Escola de samba e blocos não devem ‘homenagear’ prefeito no Carnaval, alerta MP. Foto: Divulgação
O Ministério Público Eleitoral (MPAM) requereu ao Judiciário, no dia 11, que os blocos de carnaval e escolas de samba de Anori fossem proibidos de homenagear o prefeito do município (e natural candidato à reeleição), Jamilson Ribeiro Carvalho.
No dia 14, a Justiça Eleitoral deferiu o pedido do MPE, o que tirará o prefeito do samba enredo da Escola de Samba Verde Amarelo e das camisetas da escola Unidos da Móoca.
“Jamilson, a verde amarelo hoje canta pra você, salve São João Batista, seu padroeiro e protetor, que conduz a sua vida e lhe faz um vencedor”, dizem os primeiros versos do samba da Verde e Amarelo, “Na caravela do samba, segue firme com Fé e Determinação, Jamilson Carvalho, homem de bom coração”.
O arranjo do prefeito com as escolas de samba, em possível abuso de poder econômico ou político, uma vez que as agremiações receberam verbas públicas do município para a realização da festa, foi denunciado ao MP em uma representação feita por uma vereadora da cidade.
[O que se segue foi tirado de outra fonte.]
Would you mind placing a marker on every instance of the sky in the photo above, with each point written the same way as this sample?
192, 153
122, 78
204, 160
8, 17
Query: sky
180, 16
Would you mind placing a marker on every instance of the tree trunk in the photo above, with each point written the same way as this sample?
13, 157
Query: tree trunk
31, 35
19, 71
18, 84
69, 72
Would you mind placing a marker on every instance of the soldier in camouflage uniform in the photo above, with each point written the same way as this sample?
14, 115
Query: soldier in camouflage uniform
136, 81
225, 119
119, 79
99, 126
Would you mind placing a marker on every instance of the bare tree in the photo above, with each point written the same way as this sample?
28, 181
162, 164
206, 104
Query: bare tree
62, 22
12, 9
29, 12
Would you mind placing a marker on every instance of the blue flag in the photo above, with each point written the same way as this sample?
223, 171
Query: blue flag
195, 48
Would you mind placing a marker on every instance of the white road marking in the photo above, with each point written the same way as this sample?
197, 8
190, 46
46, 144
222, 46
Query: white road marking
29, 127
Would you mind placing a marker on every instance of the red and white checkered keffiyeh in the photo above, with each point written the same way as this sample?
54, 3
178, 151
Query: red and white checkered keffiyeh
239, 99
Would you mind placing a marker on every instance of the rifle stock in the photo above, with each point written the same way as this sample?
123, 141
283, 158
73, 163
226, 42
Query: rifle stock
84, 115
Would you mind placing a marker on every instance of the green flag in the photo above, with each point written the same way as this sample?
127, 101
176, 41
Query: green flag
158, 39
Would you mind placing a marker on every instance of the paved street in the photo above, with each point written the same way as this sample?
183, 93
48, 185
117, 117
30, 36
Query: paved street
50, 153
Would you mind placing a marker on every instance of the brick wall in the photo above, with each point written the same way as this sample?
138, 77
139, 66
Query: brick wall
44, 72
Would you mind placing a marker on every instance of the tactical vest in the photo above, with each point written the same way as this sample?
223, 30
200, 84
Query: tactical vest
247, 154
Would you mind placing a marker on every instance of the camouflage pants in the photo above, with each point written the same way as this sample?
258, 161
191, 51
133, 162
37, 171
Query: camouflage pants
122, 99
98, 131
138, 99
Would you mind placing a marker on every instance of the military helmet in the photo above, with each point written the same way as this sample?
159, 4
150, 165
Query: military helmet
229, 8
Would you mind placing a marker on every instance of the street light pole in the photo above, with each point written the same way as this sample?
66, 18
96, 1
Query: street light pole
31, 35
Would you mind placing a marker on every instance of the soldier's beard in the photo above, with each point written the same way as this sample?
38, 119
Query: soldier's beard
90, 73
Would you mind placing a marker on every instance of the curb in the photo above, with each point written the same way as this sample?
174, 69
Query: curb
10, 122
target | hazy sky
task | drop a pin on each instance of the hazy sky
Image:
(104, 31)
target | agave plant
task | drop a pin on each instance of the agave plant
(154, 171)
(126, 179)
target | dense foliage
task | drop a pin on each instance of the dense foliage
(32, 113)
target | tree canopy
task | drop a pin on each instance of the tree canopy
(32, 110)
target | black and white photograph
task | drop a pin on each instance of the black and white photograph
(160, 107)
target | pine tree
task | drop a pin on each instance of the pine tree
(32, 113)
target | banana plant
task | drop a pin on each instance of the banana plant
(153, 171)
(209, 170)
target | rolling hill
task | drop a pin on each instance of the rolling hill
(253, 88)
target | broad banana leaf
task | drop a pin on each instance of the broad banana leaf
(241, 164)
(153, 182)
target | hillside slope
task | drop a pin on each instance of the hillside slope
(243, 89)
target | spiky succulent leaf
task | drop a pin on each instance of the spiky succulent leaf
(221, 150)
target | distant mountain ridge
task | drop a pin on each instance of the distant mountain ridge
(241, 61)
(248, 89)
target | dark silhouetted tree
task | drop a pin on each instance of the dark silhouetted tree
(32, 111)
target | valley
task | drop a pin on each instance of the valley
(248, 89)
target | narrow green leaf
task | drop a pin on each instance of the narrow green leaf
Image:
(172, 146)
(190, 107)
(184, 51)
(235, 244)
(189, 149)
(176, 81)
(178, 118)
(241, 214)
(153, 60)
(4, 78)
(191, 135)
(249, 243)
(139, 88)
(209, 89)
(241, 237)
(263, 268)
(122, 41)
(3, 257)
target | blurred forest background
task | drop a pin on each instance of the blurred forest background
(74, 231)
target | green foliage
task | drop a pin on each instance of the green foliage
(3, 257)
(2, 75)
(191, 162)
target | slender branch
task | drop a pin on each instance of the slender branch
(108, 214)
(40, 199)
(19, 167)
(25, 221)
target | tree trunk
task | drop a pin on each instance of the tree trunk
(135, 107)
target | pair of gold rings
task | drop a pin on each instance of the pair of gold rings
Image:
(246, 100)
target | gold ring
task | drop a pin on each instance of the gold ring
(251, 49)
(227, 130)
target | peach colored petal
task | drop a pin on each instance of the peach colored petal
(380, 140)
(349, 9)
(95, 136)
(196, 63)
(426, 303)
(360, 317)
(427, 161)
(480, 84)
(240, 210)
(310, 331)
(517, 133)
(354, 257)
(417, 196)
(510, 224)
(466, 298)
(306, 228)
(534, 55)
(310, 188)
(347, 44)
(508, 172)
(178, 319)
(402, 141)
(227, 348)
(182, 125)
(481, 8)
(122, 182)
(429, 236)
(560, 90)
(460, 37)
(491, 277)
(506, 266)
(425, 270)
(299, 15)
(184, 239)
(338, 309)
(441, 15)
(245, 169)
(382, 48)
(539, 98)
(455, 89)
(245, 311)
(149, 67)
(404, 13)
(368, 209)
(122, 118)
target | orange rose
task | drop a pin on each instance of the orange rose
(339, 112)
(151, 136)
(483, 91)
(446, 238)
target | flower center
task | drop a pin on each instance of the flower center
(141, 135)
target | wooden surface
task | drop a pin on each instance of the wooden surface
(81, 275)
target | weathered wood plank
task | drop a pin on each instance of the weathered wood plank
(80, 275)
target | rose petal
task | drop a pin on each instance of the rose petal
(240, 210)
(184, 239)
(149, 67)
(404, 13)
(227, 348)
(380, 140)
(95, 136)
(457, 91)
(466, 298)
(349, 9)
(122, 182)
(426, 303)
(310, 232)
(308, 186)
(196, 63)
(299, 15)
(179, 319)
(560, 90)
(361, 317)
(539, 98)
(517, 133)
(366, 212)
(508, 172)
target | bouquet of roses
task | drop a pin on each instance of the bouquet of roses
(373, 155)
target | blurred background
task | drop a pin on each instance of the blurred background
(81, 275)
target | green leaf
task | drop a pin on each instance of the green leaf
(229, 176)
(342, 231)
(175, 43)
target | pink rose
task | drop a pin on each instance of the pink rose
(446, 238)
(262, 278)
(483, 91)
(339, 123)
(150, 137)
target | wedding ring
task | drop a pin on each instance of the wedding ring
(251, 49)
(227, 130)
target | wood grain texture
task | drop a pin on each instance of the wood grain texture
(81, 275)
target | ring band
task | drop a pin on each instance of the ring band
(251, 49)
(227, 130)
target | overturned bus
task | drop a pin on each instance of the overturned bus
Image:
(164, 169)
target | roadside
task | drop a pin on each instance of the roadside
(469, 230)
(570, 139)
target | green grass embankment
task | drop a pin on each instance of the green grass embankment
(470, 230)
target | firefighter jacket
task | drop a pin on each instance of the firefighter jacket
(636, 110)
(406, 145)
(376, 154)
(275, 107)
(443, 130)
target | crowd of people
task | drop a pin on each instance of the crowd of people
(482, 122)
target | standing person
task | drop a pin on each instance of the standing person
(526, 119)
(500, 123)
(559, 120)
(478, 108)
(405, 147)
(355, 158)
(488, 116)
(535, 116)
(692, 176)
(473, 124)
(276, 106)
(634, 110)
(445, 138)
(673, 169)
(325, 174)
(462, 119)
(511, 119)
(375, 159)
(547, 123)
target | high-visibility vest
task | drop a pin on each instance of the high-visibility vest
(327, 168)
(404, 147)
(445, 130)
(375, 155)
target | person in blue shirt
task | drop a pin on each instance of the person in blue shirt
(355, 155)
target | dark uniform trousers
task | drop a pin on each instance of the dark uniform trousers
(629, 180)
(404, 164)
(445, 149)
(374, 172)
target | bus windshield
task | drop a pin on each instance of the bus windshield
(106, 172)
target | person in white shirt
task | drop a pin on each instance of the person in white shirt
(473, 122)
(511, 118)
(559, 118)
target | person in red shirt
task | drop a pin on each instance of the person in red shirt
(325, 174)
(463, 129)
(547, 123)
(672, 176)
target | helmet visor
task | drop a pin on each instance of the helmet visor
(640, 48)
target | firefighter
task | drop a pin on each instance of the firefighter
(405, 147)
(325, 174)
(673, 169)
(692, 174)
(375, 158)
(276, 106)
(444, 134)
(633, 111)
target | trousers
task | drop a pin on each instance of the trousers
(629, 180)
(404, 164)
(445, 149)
O promotor eleitoral Luiz Alberto Dantas de Vasconcelos, da 33ª Zona Eleitoral, confrontou as denúncias com depoimentos de membros e dirigentes das agremiações, que confirmaram ter recebido recursos financeiros doados pela Prefeitura de Anori, o que foi comprovado por extratos bancários apresentados alguns deles.
Os carnavalescos também confirmaram ter conhecimento do samba enredo da Escola Verde e Amarelo e das blusas das Escolas Verde e Amarelo e Unidos da Mooca, com citações diretas e fotografias de Jamilson Carvalho.
“Pasme, Excelência, como em pleno século XXI, com todas as formas de promoção pelas mídias sociais e demais ferramentas tecnológicas, políticos ‘modernos’ ainda tentam fazer política, ou melhor, politicagem, como os antigos ‘Coronéis de Barrancas’ faziam nos séculos próximos passados. Seria cômico se não fosse trágico”, argumentou o promotor, na Ação Cautelar.